You can get a binary blob to decrypt to pretty much anything you want by being inventive with keys and algos. Like you, courts have a hard time understanding whats going on.
Just like you can decrypt the encoded contents of a bookie's notebook to frame anyone you like as a bettor.
"Special" Agent needs remedial forensics training (Score:5, Insightful)
“[Had that data been encrypted,] It would still be valid, it still would have been accurate data; however, it would not have been as forensically sound as being able to turn over exactly what the government collected,” Alfin said.
Which is such utter BS its hard to credit. I figured the summary was just the usual flame bait, but unless the article is misquoting the agent that is pretty damning.
Hint: if the hash of the data before and after it is sent remains the same then that satisfies one of the requirements to being forensically sound (specifically, the data will be "accurate" -- unchanged since collection). Does the "special" agent think running it through an SSH tunnel would have altered the data? How about over a VPN connection? Does he not realize that the data was *shock* modified during transit (encapsulation at the very least, quite possibly encoded depending on the nature of the physical links along the way). What a moron.
By his reasoning all digital data is forensically unsound because spinning platters *encode* the data (hint, it isn't the bits and bytes you might think, longer story has to do with run length synchronization issues).
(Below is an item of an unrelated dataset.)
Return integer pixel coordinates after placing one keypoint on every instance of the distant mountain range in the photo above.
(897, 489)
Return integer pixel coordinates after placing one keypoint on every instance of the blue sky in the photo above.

And *encryption* is a particular means of *encoding*. So if encryption is "the bad" because it transforms data then all encodings are bad because they all inherently transform data.
Re:"Special" Agent needs remedial forensics traini (Score:5, Informative)
If the data is sent as cleartext, it becomes much, much easier for an attacker to alter the cleartext into a different form which contains a plausible message yet generates the same hash. There's an entire branch of cryptography [wikipedia.org] dedicated to these types of attacks.
If it's transmitted while encrypted, the attacker (assuming he can't break the encryption) has no way to verify that his altered ciphertext which generates the same hash still decrypts into a cleartext message which makes any sense in the context of the original cleartext, much less has been altered to his liking.
While it's not required that this sort of data be encrypted before transmission, it is prudent to do so whenever possible. It drops the chances that the data has been forensically compromised from very small to vanishingly small (it is easier for the attacker to break your encryption).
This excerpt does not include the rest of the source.